Ectopic pregnancy (implantation of a fertilised egg outside the uterus, usually in the fallopian tube) presents with lower abdominal or RIF pain and can be life-threatening if the tube ruptures. It can closely mimic appendicitis. A urinary or serum beta-hCG should be performed in all women of reproductive age presenting with abdominal pain, regardless of their stated contraceptive history. The principle is that every woman of reproductive age should be considered potentially pregnant until proved otherwise.
Can appendicitis be treated with antibiotics alone?
Antibiotic-only treatment for uncomplicated acute appendicitis has been studied in several randomised controlled trials, including the APPAC trial. These trials showed that antibiotics can resolve an episode of appendicitis in a significant proportion of patients. However, recurrence rates are substantial (approximately 25–40% within 5 years), and appendicectomy remains the standard of care in the UK. Antibiotic management may be considered in patients who are not fit for surgery or who decline operation after informed discussion.
References
- National Institute for Health and Care Excellence (NICE). Appendicitis — recognition and management in under 18s. NG127. London: NICE; 2021. Available at: nice.org.uk/guidance/ng127
- Royal College of Surgeons of England. Commissioning Guide: Acute Appendicitis. London: RCS England; 2014.
- Andersson RE. Meta-analysis of the clinical and laboratory diagnosis of appendicitis. Br J Surg. 2004;91(1):28–37. [Validation of the Alvarado score.]
- Alvarado A. A practical score for the early diagnosis of acute appendicitis. Ann Emerg Med. 1986;15(5):557–564.

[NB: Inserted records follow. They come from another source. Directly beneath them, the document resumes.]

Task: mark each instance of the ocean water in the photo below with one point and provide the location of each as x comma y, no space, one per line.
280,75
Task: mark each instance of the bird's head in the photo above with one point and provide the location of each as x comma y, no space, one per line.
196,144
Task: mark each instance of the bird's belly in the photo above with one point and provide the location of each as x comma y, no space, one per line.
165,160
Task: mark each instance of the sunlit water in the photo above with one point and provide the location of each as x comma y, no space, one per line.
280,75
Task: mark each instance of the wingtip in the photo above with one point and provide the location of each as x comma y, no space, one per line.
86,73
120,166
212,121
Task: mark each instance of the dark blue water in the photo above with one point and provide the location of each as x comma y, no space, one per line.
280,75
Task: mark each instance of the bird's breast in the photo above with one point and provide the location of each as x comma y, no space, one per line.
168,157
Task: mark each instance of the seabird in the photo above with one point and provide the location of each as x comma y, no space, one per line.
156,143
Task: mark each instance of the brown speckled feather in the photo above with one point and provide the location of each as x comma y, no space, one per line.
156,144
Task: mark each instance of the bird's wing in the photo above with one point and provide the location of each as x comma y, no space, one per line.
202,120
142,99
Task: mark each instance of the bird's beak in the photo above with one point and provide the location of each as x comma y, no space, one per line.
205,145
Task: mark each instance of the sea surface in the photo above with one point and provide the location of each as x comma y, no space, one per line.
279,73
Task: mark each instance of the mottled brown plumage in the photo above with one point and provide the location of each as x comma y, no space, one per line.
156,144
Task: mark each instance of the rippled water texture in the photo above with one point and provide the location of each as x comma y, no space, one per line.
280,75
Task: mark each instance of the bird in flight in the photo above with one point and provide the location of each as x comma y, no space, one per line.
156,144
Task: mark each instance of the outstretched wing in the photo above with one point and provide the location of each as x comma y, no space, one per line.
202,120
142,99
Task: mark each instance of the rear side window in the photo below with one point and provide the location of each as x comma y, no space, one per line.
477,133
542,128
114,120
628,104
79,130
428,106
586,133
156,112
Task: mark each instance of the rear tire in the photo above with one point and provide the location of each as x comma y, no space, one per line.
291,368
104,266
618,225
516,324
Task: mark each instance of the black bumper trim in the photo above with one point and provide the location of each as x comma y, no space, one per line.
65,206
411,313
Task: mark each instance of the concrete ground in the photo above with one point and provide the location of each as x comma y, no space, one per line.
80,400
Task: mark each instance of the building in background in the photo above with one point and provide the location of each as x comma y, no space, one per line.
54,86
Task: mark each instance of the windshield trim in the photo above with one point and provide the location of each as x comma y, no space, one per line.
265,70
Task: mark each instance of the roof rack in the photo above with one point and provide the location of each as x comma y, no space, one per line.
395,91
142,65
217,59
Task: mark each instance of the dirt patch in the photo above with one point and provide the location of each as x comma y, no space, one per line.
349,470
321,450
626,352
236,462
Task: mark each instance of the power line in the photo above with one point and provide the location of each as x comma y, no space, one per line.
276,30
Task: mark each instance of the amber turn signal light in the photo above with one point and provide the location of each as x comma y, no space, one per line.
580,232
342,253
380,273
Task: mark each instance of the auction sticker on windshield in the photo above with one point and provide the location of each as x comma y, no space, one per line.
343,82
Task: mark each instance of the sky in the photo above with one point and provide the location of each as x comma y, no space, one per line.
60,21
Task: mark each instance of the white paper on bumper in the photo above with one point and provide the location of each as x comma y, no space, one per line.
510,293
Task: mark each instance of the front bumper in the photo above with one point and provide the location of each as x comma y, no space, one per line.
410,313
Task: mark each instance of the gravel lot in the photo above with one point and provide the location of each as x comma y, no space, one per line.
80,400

- Salminen P, Tuominen R, Paajanen H, et al. Five-year follow-up of antibiotic therapy for uncomplicated acute appendicitis in the APPAC randomized clinical trial. JAMA. 2018;320(12):1259–1265.
- Hornby ST, Sharrard P, Stevenson N, et al. British Journal of Surgery Society guidelines on acute appendicitis in adults. Br J Surg. 2022.
- Browse NL, Black J, Burnand KG, Thomas WEG. Browse's Introduction to the Symptoms and Signs of Surgical Disease. 5th ed. Boca Raton: CRC Press; 2014.
- Longmore M, Wilkinson I, Baldwin A, Wallin E. Oxford Handbook of Clinical Medicine. 10th ed. Oxford: Oxford University Press; 2017.